Aber Thomas geht noch einen Schritt weiter. Er sagt: „Wenn das Böse gänzlich von der Wirklichkeit ausgeschlossen würde, so bedeutete das, daß auch viel Gutes aufgehoben würde. Es liegt also nicht in der Meinung der göttlichen Vorsehung, das Böse völlig von der Wirklichkeit auszuschließen, vielmehr das Böse, das hervortritt, auf ein Gutes hinzuordnen“ (ebd. 31f.). Das allerdings ist die Sicht der Dinge aus der Perspektive Gottes. Für den Menschen gilt das Gebot: „Das Böse ist auf jegliche Weise zu meiden; darum darf man auf keine Weise Böses tun, damit daraus etwas Gutes erwachse“ (ebd. 29).

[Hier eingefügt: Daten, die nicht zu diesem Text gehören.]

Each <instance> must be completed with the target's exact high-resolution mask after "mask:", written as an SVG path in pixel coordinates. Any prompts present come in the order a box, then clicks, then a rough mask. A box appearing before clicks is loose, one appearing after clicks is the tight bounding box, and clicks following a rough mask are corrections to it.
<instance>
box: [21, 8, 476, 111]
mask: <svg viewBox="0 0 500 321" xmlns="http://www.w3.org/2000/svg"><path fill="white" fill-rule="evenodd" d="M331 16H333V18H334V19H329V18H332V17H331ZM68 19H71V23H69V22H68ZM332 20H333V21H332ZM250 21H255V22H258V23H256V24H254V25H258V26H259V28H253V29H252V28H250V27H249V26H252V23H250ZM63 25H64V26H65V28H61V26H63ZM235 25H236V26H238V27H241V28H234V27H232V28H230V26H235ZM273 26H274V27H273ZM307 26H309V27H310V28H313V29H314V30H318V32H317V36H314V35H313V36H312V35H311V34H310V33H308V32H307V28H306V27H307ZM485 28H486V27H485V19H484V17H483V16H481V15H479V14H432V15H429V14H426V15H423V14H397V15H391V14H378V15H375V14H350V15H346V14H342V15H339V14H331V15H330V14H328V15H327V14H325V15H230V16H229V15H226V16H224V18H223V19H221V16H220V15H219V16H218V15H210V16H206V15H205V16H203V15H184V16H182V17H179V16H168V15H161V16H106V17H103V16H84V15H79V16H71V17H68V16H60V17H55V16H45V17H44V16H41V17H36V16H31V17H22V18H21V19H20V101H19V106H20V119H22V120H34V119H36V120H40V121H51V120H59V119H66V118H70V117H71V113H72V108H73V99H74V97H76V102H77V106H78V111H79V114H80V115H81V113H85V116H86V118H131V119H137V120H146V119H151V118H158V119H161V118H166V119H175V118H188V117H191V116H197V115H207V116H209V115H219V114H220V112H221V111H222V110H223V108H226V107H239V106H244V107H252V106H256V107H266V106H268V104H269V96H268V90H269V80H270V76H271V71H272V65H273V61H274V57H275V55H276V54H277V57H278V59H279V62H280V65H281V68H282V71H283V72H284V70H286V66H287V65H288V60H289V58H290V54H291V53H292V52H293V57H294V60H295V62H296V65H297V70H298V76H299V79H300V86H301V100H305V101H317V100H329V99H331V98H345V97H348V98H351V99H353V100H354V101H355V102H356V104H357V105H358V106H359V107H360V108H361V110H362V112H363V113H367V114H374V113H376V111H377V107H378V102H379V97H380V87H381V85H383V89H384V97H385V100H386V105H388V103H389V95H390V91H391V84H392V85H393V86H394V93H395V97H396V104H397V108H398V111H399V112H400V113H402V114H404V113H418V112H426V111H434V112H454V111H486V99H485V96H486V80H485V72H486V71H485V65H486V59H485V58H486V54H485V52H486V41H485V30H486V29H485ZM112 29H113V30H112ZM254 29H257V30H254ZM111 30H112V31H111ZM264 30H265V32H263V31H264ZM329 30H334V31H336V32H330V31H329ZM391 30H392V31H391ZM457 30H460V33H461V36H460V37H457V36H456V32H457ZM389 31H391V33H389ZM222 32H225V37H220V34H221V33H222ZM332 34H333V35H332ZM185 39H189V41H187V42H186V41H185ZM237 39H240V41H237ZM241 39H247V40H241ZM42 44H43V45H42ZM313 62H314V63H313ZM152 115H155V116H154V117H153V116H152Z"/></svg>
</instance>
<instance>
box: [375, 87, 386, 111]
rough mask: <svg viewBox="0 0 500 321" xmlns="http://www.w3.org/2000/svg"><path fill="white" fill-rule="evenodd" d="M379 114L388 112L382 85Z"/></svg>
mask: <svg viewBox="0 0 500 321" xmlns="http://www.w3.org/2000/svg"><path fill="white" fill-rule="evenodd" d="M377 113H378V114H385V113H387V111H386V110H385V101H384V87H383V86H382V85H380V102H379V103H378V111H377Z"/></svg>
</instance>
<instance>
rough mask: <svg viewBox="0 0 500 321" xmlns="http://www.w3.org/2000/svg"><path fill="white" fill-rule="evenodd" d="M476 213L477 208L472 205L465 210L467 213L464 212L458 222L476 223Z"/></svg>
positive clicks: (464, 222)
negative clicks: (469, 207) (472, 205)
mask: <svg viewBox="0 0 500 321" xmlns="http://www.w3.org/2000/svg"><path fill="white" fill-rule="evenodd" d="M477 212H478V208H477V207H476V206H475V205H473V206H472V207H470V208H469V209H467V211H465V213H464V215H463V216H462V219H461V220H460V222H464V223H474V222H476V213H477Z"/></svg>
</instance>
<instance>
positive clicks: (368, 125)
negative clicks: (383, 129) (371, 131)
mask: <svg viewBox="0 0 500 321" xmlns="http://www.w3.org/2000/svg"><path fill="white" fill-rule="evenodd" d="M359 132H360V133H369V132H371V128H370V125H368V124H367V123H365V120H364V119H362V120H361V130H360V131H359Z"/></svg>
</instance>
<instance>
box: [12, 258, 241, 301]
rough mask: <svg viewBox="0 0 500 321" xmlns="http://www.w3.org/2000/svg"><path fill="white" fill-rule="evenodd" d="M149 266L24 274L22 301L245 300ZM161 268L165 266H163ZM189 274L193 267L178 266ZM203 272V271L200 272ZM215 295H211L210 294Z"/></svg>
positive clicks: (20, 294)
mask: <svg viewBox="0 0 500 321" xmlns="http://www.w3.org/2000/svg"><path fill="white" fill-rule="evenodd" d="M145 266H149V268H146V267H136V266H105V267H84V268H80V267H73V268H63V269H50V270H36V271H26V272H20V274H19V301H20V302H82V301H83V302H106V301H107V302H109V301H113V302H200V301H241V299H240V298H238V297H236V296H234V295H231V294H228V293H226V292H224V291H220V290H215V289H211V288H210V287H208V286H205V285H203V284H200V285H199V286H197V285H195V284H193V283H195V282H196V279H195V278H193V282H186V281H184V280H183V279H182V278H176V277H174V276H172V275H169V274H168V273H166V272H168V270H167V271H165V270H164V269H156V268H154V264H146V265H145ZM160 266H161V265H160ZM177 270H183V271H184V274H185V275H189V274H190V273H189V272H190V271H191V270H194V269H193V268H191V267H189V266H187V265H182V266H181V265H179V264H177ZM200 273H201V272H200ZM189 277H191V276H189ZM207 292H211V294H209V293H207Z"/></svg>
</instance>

Warum aber gibt es überhaupt böse Handlungen? Die Antwort von Thomas ist die, die bereits Platon und Aristoteles gegeben haben. Es ist die „Unwissenheit der Vernunft“, die den Menschen veranlasst, statt des erstrebten Guten ein Böses oder Sündhaftes zu tun. Das Streben nach dem Guten ist aber nicht zu verstehen als eine Determination. Thomas legt großen Wert auf die Betonung der Freiheit des Menschen. Gott ist die erste Ursache der Welt; aber damit sind nicht alle weiteren Folgen und Ursachen determiniert. Es gibt vielmehr den eigenen Bereich der Zweitursachen. Hier hat die menschliche Freiheit ihren Ort. Thomas bemerkt: „Gott bewegt alle Wesen gemäß ihrer Weise. Und darum haben an der Bewegung durch Gott einige Wesen auf die Weise der Notwendigkeit teil, die geistbegabte Natur aber auf die Weise der Freiheit“ (ebd. 115). Die „geistbegabte Natur“ ist die des Menschen. Die Freiheit richtet sich darauf, für das angestrebte Ziel die geeigneten Mittel zu wählen. Allerdings, auch hier kann sich der Mensch irren und statt der guten Mittel böse wählen. Das führt zu einer entscheidenden Konsequenz: „Sich für das Böse entscheiden können, gehört nicht zum Wesen des freien Willens; es folgt jedoch aus dem freien Willen, sofern dieser in einem geschaffenen Wesen wohnt, das also des Versagens fähig ist“ (ebd. 62). Das bedeutet umgekehrt: „Wo immer geistige Erkenntnis ist, da ist auch freier Wille“ (ebd.). In seiner Staatsphilosophie betont Thomas die Unterordnung der weltlichen Obrigkeit unter die geistliche. Das kreationistische Credo von Thomas lautet: Der Mensch ist ein Geschöpf Gottes, dessen natürliches Streben nach dem Guten durch die Gnade vollendet wird.

Die Wirkungsgeschichte von Thomas ist bedeutend. Für die katholische Kirche stellt er nach wie vor die entscheidende Lehrautorität dar. Die von ihm gesuchte Nähe zu den Wissenschaften führte dazu, auch weiterhin wissenschaftliche Erkenntnisse mit den Glaubenswahrheiten als vereinbar zu betrachten. Das gelang nicht immer. So bekämpfte die katholische Kirche entscheidende neuzeitliche naturwissenschaftliche Erkenntnisse. Trotzdem weist Papst Johannes Paul II. in seiner Enzyklika Fides et Ratio aus dem Jahre 1998 erneut auf die zentrale Bedeutung des „hl. Thomas“ hin. Ihm komme „das große Verdienst zu, daß er die Harmonie, die zwischen Vernunft und Glaube besteht, in den Vordergrund gerückt hat“ (Papst Johannes Paul II, 1998, 46). Er betont, allerdings nicht ohne eine gewisse Einschränkung: „Die Bezugnahme auf die Naturwissenschaften ist in vielen Fällen nützlich“ (ebd. 71).